2025-04-07 (Monday) — Projects Day

It was a bit challenging sleeping on such a sideways slope last night. I woke up again and again each time I moved, which isn’t out of the norm, but I think I was more awake than normal each time I moved because of the importance of making sure my body was in a certain position so as not to aggravate my spine too much.

Gratefully, I didn’t wake up with a whole bunch of spine pain, so I guess all the careful position adjustments during the night were successful. 🎉

Not too long after waking up, Cory came by to load some things up for his work day, so we chatted for a couple of minutes, and then I followed him over to home depot, where he bought stuff for his work day, and I bought a couple of spray cans of paint to try to slow the progression of the rust on Rover’s topper seam.

From Home Depot, we headed over to his first job site. I helped him unload stuff, and then, finding out that he had messed up door cables just like I had on my van (we basically have the same model and generation of Ford van), and having several repair ends still after having ordered a larger bag of repair ends, I decided to fix his door.

In order to get in his side door, he had to open his front door, reach around to pull the inside handle before being able to get in the door.

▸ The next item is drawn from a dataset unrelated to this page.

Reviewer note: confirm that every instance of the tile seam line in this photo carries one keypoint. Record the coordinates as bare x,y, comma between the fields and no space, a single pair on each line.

Slightly annoying when your job requires getting stuff in and out of the van often several times per job.

So I dug in and started working on replacing the damaged cable ends. The exterior handle was the only one broken badly enough to no longer be properly functioning, but once I had everything apart, I found that three out of the four cable ends were broken, not just one. Gratefully, I had plenty of cable repair ends, so I was able to replace all four cable ends with the metal ones that don’t break.

It wasn’t easy, though. 😅

Unlike the simple repair of the cable ends that I did on my own van yesterday, I had forgotten how challenging the replacement of the cables was on that particular door. Technically, it’s not crazy challenging. There are only a handful of steps that need to be taken to fix it, but in actual practicality, it’s kind of a nightmare.

I was reminded of the day that I spent repairing the cable ends on my own van down by the creek last Summer. I think I spent something like 3 or 4 hours on that door trying to get it all put back together properly.

Absolute pain in the butt.

I was smarter this time, taking a picture of how everything went before I took it apart. I remember last time getting myself all confused about how I took stuff out and put stuff back together because I hadn’t taken a picture, and there are all sorts of rods and cables and whatnot, and I didn’t want to mess up getting them back in the same places they were before disassembly.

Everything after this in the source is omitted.